Je me souviens bien d’autrefois, comme si c’était hier, les villes où j’avais vécu, le visage de mon père, de ma mère, les fleurs jaunes de la voisine, la gueule du poulet rôti du dimanche, les frites qui allaient avec, les ballades en voiture, à pied en forêt, les odeurs de pieds dans la maison, ma première bicyclette, le premier roman que j’avais lu, ma meilleur copine, une congolaise qui s’appelait Prisca, mes grosses larmes le jour de son départ, mon voyage scolaire en Mandchourie, à Jilin, mon voisin chilien dont j’étais secrètement amoureuse.

Pourquoi avoir banni le passé ?  Comment faisons-nous pour vivre en feignant de l’ignorer, comme s’il n’avait jamais existé ? 

Je crois que nous nous sentons coupables d’avoir orchestré notre propre mise à mort. Je me souviens que tout le monde était enthousiaste avant la guerre. L’alcool coulait à flot dans une ambiance de kermesse. Il y avait cette femme, notre voisine, qui haranguait la foule avec des mots d’une violence telle que je ne la reconnaissais pas.

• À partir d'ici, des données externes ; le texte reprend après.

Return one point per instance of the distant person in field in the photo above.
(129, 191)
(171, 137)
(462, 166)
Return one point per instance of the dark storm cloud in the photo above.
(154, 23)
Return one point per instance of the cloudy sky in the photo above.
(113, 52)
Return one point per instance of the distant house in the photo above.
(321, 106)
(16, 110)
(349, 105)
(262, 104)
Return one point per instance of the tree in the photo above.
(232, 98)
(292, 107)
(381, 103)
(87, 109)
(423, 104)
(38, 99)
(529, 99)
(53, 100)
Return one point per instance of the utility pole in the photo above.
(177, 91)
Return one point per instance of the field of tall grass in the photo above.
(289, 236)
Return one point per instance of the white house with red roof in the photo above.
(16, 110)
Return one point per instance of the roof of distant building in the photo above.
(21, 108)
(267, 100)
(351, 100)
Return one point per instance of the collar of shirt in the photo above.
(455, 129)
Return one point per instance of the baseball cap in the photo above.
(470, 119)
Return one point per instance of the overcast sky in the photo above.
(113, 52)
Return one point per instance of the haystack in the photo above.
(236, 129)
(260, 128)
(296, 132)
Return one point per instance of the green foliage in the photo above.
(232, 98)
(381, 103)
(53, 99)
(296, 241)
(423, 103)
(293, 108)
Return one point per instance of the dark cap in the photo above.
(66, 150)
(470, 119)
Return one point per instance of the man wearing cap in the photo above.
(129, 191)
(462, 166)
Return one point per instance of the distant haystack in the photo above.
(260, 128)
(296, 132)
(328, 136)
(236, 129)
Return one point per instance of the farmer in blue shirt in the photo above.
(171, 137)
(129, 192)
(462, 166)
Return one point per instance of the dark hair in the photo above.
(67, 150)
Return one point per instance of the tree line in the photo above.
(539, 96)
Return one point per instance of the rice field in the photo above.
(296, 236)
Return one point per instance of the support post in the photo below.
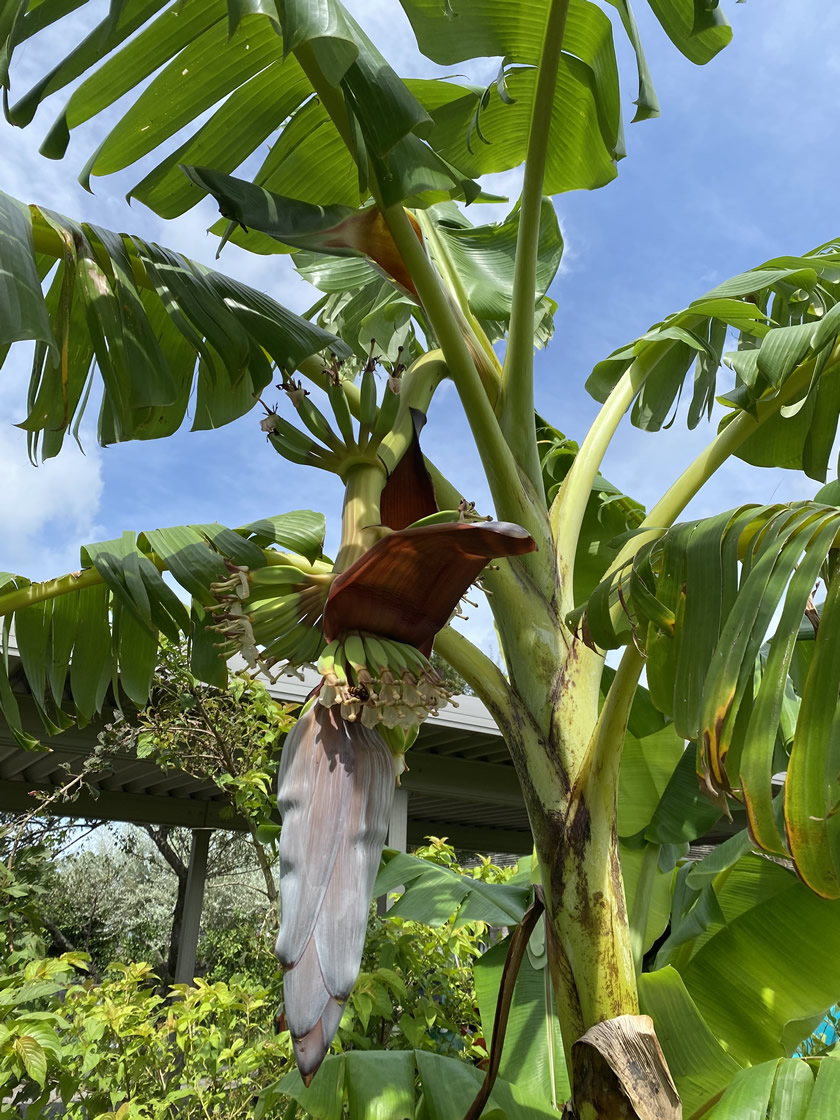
(399, 824)
(192, 920)
(397, 837)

C’était une femme d’ordinaire effacée, qui ne s’intéressait pas à la politique, qui cherchait un homme pour ne pas finir vieille fille. Ma mère l’invitait souvent à la maison pour partager le repas. Elle s’insurgeait contre la bêtise des autres, leur mépris. Les gens heureux se moquent vertement de ceux qui ne sont pas eux. C’est ainsi, la vie est une compétition et il vaut mieux faire partie des plus forts, à moins que vous vous taisiez.

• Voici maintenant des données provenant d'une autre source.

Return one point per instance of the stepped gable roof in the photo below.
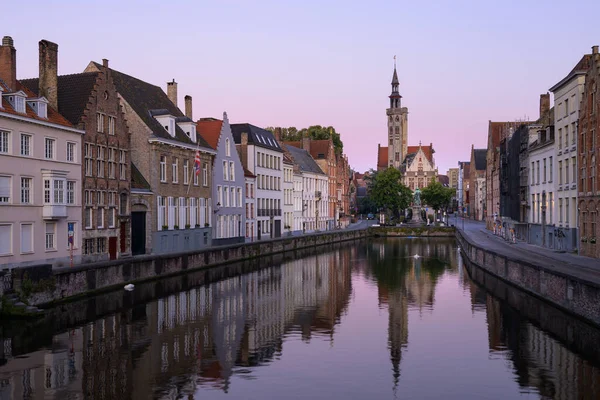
(580, 68)
(210, 130)
(382, 154)
(74, 93)
(54, 116)
(428, 150)
(137, 179)
(304, 160)
(256, 136)
(480, 156)
(145, 98)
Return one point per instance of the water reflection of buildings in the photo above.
(169, 347)
(405, 282)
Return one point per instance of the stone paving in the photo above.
(585, 268)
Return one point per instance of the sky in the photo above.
(283, 63)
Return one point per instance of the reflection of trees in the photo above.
(404, 280)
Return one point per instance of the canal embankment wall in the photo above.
(578, 296)
(43, 286)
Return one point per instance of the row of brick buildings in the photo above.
(538, 178)
(101, 165)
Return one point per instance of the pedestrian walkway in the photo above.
(585, 268)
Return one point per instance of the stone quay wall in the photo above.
(574, 295)
(70, 283)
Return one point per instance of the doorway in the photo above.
(138, 232)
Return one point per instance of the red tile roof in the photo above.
(210, 130)
(53, 116)
(382, 154)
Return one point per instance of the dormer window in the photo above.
(40, 106)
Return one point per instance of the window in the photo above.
(26, 238)
(122, 165)
(99, 122)
(5, 239)
(4, 141)
(26, 190)
(70, 151)
(100, 162)
(111, 125)
(49, 148)
(50, 236)
(89, 162)
(163, 168)
(186, 168)
(70, 192)
(25, 145)
(175, 165)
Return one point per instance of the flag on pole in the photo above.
(197, 163)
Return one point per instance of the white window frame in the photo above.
(26, 190)
(4, 142)
(71, 151)
(22, 251)
(28, 139)
(49, 148)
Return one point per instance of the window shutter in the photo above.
(26, 238)
(4, 186)
(5, 239)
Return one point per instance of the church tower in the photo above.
(397, 125)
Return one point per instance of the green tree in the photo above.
(436, 196)
(388, 192)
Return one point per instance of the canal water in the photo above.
(380, 319)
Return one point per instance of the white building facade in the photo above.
(567, 98)
(40, 183)
(263, 157)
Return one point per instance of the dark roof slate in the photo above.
(74, 92)
(304, 160)
(480, 159)
(146, 98)
(256, 136)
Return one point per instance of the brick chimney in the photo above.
(544, 104)
(172, 91)
(8, 63)
(306, 143)
(188, 106)
(49, 72)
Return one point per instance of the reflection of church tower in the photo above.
(397, 125)
(397, 329)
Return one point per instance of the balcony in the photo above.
(54, 211)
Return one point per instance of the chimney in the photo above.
(8, 63)
(544, 104)
(172, 91)
(49, 72)
(306, 143)
(188, 106)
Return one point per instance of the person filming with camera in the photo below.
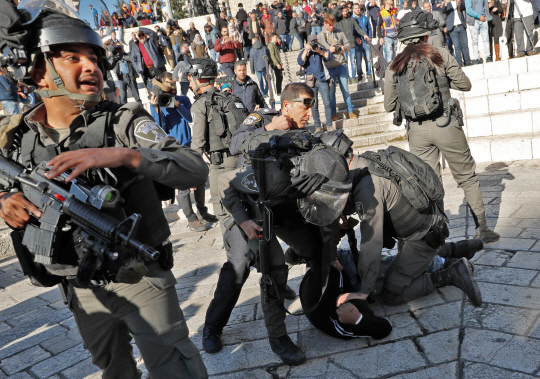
(173, 113)
(312, 59)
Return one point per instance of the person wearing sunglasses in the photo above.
(297, 99)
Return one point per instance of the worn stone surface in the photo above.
(438, 336)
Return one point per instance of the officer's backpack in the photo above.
(418, 92)
(229, 113)
(416, 180)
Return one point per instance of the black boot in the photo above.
(462, 249)
(483, 232)
(211, 341)
(289, 293)
(459, 275)
(286, 349)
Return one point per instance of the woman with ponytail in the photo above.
(417, 87)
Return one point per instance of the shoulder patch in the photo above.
(252, 119)
(149, 130)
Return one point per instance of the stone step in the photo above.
(379, 138)
(371, 129)
(504, 123)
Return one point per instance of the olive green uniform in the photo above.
(428, 141)
(385, 214)
(205, 141)
(109, 315)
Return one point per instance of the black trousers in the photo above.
(304, 239)
(185, 202)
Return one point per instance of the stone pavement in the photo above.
(438, 336)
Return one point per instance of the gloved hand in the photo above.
(304, 184)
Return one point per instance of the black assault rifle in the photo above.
(263, 217)
(102, 237)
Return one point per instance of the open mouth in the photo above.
(90, 84)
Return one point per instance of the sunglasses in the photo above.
(307, 101)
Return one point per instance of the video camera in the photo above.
(339, 49)
(164, 100)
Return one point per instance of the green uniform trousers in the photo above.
(406, 278)
(229, 164)
(108, 317)
(428, 141)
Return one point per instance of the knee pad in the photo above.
(279, 276)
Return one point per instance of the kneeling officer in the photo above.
(106, 143)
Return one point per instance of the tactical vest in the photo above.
(138, 192)
(214, 141)
(404, 218)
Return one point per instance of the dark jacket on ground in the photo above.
(256, 57)
(8, 88)
(250, 93)
(280, 25)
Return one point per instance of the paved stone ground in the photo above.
(438, 336)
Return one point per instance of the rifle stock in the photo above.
(101, 234)
(264, 219)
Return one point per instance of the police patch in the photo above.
(249, 183)
(149, 130)
(252, 119)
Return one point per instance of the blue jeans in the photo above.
(363, 51)
(11, 107)
(176, 52)
(297, 36)
(322, 87)
(458, 35)
(340, 76)
(263, 83)
(284, 42)
(390, 48)
(481, 28)
(350, 58)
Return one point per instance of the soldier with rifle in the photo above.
(60, 163)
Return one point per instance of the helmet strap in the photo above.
(62, 91)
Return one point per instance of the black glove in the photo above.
(304, 184)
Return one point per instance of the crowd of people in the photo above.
(311, 181)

Les hommes bombaient leur torse pour elle, des hommes qui ne venaient pas d’ici, des étrangers. Les gens heureux étaient jaloux dans le quartier, ils avaient perdu la face.

Une bonne partie de l’humanité souhaitait cette guerre, à cause de tout ce qui avait pu être dit entre nous, dont une bonne part de mensonge. On pense toujours que la guerre est la solution à tous nos problèmes.

« Quand il n’y aura plus de voyous, le monde ira mieux. »

Qui appelons-nous voyous ?

Les activistes pour les bourgeois, les métis pour les races pures, les pollueurs pour les écologistes, les célibataires pour les gens heureux, les apatrides pour un grand nombre de personne, les sectes qui ont vu autre chose que le Dieu des trois religions, les paresseux que tous voulaient éliminer purement et simplement.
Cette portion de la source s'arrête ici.